Any deviation from the above is not in accordance with the Denominazione di Origine Controllata e Garantita and can not be legally called Buffalo wings.


----------



## Chief Longwind Of The North (Jul 29, 2021)

Not buffalo wings, but really meaty, and tasty.  Have napkins ready.

*Chief's smoldering Chicken;*
If you love hot wings, then I have an outstanding barbecue chicken recipe for you.  I call it Smoldering Chicken.  It doesn’t burn your mouth, but leaves a warm glow.  
And the flavor is amazing.  Trust me, when you read the ingredients, you will probably think that this chicken is beyond the taste buds of ordinary mortals.  It looks like it will be blistering hot.  But it isn’t.  It will surprise you.  (By the way, this is my eldest daughter’s, and husband’s favorite chicken.  She begged for the recipe.)

The technique given is for use with a kettle-style charcoal grill, but can easily be adapted to any covered grill or barbecue, gas, wood, or charcoal.  Enjoy.

Sauce:
1/3 cup Sriracha brand Hot Sauce
2 tbs.
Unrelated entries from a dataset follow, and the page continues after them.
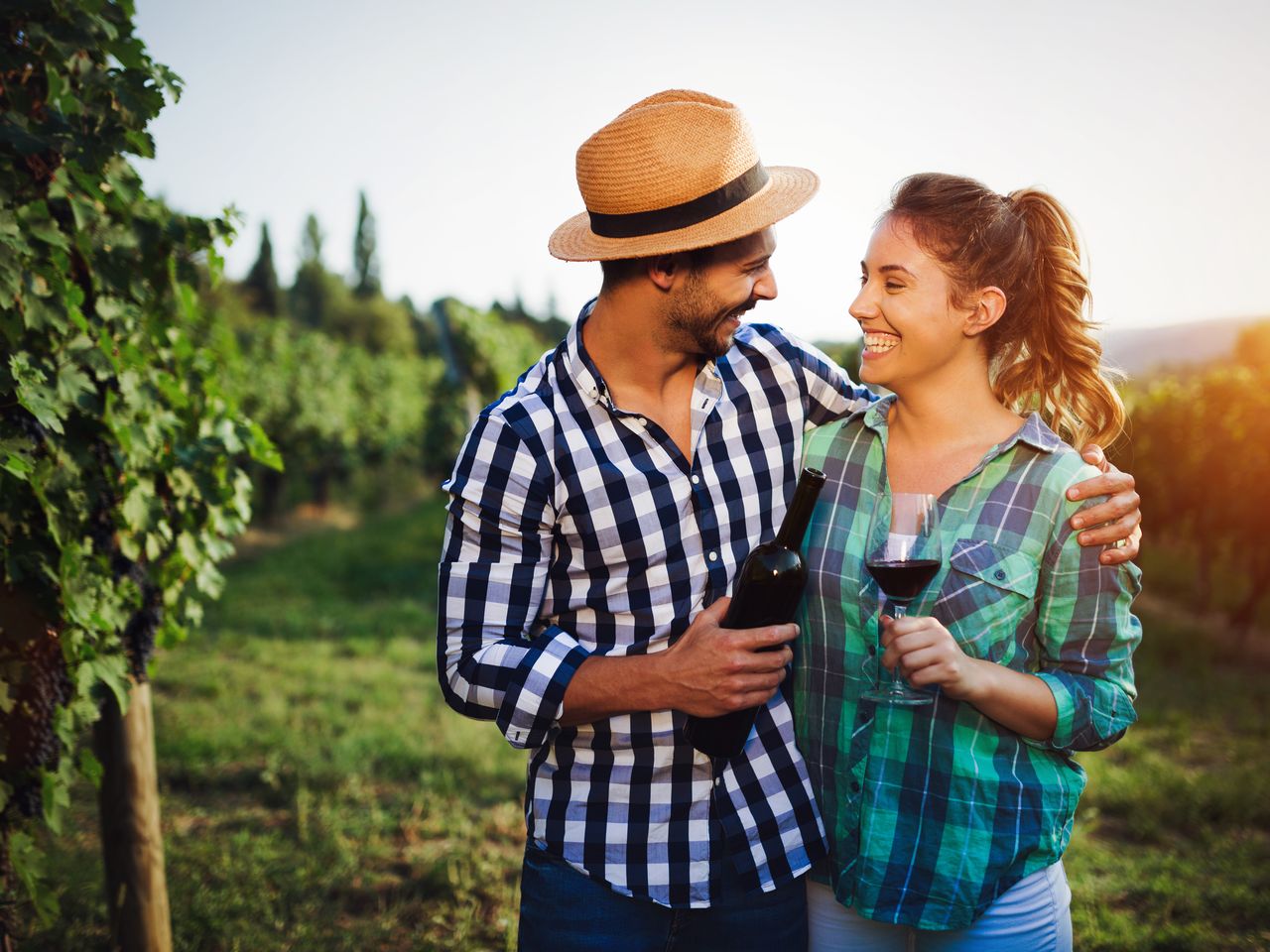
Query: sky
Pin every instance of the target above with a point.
(1148, 119)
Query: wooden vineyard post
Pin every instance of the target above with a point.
(136, 889)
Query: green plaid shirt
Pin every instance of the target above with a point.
(935, 811)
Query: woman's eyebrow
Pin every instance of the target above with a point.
(888, 268)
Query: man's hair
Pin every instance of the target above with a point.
(624, 270)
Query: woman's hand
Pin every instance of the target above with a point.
(928, 654)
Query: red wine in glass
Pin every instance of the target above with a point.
(903, 580)
(902, 555)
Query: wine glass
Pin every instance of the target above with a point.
(903, 555)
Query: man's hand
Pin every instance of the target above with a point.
(712, 670)
(1115, 520)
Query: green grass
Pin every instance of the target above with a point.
(318, 794)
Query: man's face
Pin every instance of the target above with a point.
(705, 309)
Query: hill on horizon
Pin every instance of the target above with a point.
(1142, 350)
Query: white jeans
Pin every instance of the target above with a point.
(1033, 915)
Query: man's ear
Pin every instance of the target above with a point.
(987, 311)
(663, 270)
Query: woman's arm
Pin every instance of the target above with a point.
(929, 654)
(1082, 696)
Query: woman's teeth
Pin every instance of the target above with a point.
(879, 343)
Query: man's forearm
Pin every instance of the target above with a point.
(603, 687)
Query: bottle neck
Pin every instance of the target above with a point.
(799, 515)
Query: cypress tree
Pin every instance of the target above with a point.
(262, 281)
(365, 263)
(310, 295)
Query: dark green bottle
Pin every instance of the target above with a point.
(767, 590)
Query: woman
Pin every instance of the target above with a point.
(948, 821)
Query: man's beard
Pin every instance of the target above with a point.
(694, 320)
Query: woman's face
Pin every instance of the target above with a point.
(905, 309)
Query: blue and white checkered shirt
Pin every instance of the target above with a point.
(578, 529)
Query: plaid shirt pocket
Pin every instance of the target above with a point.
(987, 593)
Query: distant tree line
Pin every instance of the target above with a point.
(1199, 447)
(343, 379)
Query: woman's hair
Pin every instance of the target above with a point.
(1042, 352)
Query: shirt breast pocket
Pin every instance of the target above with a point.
(988, 598)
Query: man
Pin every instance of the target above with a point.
(597, 515)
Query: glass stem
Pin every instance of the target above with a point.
(898, 685)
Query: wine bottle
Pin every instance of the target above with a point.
(767, 590)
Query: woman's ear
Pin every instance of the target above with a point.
(987, 311)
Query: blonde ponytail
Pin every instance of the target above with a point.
(1053, 362)
(1043, 354)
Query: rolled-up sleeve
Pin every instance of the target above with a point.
(1087, 635)
(495, 660)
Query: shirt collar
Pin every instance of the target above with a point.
(590, 382)
(1033, 431)
(579, 365)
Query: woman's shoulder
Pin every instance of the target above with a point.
(835, 438)
(1053, 462)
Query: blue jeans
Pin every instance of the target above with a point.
(564, 910)
(1033, 915)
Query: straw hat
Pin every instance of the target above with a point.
(676, 172)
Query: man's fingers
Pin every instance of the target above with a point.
(1112, 532)
(1107, 484)
(1118, 506)
(763, 661)
(1125, 552)
(767, 638)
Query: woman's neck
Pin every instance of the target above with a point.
(940, 428)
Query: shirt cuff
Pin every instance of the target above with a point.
(532, 708)
(1066, 705)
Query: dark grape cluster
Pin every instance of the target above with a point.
(40, 687)
(139, 635)
(26, 424)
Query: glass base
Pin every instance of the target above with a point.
(898, 698)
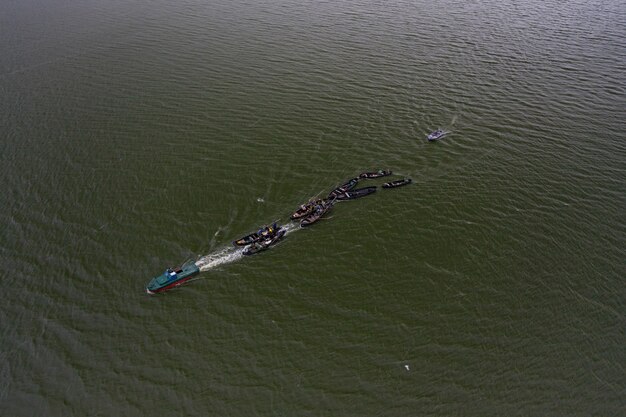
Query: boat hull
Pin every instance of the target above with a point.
(165, 281)
(350, 184)
(358, 193)
(377, 174)
(397, 183)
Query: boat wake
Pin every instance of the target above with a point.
(231, 254)
(221, 257)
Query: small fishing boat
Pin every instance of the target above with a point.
(264, 244)
(350, 184)
(358, 193)
(377, 174)
(437, 134)
(172, 278)
(397, 183)
(256, 236)
(304, 209)
(318, 212)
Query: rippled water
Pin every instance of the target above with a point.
(136, 136)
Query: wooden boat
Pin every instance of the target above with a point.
(437, 134)
(350, 184)
(377, 174)
(358, 193)
(318, 212)
(256, 236)
(304, 209)
(265, 244)
(397, 183)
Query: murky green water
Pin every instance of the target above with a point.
(135, 136)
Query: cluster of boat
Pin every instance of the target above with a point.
(267, 236)
(314, 209)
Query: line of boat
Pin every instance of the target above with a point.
(268, 236)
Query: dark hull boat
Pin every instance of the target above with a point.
(172, 278)
(264, 244)
(255, 237)
(317, 213)
(350, 184)
(437, 134)
(358, 193)
(377, 174)
(304, 209)
(397, 183)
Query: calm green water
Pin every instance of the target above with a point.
(136, 135)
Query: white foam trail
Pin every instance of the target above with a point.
(221, 257)
(231, 254)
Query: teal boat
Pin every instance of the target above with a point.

Tabasco Pepper Sauce
1 tbs. good soy sauce
½ cup water

8 to 10 chicken thighs, with the skin removed

Mix the sauce ingredients together.  Pour into a 1 gallon freezer bag & add the chicken pieces.  Move everything around inside the bag until the chicken is well coated with the sauce.  Press the air from the bag and place it in the refrigerator for two hours.  Make your side dishes during this marinating time.

Fire up the grill with a solid bed of charcoal and let it go until the coals are glowing.  Place the chicken on the grill, leaving space between the pieces.  Cover and close all vents half way.  Cook for 7 minutes.  Remove the lid and turn over.  Cover and cook for 7 additional minutes.  Test with an instant read meat thermometer.  Remove the chicken when the temperature reads 160 degrees.

Serve with vegetable kabobs, baked beans, or other summertime foods such as salads, grilled fruit, etc.

Take those chicken skins and fry, or grill until crisp, and golden.  Lightly salt, and crumble to garnish salads,  Delicious.

Seeeeya; Chief Longwind of the North


----------